Jordan studied at the Lycée de Lyon and at the Collège d'Oullins. He entered the École Polytechnique to study mathematics in 1855. This establishment provided training to be an engineer and Jordan, like many other French mathematicians of his time, qualified as an engineer and took up that profession. Cauchy in particular had been one to take this route and, like Cauchy, Jordan was able to work as an engineer and still devote considerable time to mathematical research. Jordan's doctoral thesis was in two parts with the first part *Sur le nombre des valeurs des fonctions* Ⓣ being on algebra. The second part entitled *Sur des periodes des fonctions inverses des intégrales des différentielles algebriques* Ⓣ was on integrals of the form ∫ *u* *dz* where *u* is a function satisfying an algebraic equation *f* (*u*, *z*) = 0. Jordan was examined on 14 January 1861 by Duhamel, Serret and Puiseux. In fact the topic of the second part of Jordan's thesis had been proposed by Puiseux and it was this second part which the examiners preferred. After the examination he continued to work as an engineer, first at Privas, then at Chalon-sur-Saône, and finally in Paris.

Jordan married Marie-Isabelle Munet, the daughter of the deputy mayor of Lyon, in 1862. They had eight children, two daughters and six sons.

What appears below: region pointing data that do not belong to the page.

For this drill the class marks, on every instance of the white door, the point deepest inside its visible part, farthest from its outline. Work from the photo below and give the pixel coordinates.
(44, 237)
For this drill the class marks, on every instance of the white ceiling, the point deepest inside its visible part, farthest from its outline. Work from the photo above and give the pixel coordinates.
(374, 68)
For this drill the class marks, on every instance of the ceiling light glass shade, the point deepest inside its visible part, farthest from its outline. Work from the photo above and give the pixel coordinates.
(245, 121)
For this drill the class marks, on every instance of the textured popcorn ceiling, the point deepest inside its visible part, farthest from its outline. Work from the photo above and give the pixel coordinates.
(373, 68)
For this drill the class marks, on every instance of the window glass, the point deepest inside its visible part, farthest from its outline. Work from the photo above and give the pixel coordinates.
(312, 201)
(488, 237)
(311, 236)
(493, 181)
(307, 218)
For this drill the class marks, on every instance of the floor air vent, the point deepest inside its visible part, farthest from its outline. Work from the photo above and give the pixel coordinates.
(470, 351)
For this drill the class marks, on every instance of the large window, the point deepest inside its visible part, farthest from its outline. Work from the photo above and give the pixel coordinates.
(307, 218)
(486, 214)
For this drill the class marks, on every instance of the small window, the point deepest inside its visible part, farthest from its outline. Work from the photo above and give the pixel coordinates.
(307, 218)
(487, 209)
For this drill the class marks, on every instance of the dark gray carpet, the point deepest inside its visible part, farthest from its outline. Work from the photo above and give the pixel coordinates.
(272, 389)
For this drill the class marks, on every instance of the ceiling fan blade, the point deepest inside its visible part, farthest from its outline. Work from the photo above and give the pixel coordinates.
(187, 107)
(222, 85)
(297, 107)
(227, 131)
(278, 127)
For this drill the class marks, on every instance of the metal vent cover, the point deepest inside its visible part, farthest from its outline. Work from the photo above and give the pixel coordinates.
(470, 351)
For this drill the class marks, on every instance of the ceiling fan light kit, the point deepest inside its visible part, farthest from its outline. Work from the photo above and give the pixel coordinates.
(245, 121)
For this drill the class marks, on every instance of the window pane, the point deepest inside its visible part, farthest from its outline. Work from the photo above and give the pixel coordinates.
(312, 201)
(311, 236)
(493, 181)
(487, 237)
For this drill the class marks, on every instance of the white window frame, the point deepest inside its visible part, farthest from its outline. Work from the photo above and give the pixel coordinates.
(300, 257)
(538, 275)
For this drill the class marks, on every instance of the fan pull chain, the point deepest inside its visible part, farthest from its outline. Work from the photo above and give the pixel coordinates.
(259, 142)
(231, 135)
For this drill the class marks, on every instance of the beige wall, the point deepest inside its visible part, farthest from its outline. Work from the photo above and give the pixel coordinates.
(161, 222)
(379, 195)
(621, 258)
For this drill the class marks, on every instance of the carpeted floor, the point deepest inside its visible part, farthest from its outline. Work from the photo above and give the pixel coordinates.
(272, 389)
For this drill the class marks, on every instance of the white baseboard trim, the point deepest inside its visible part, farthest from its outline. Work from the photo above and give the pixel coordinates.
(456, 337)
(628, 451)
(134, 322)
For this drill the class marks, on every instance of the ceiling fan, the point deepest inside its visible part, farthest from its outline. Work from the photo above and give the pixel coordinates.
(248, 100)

From 1873 he was an examiner at the École Polytechnique where he became professor of analysis on 25 November 1876. He was also a professor at the Collège de France from 1883 although until 1885 he was at least theoretically still an engineer by profession. It is significant, however, that he found more time to undertake research when he was an engineer. Most of his original research dates from this period.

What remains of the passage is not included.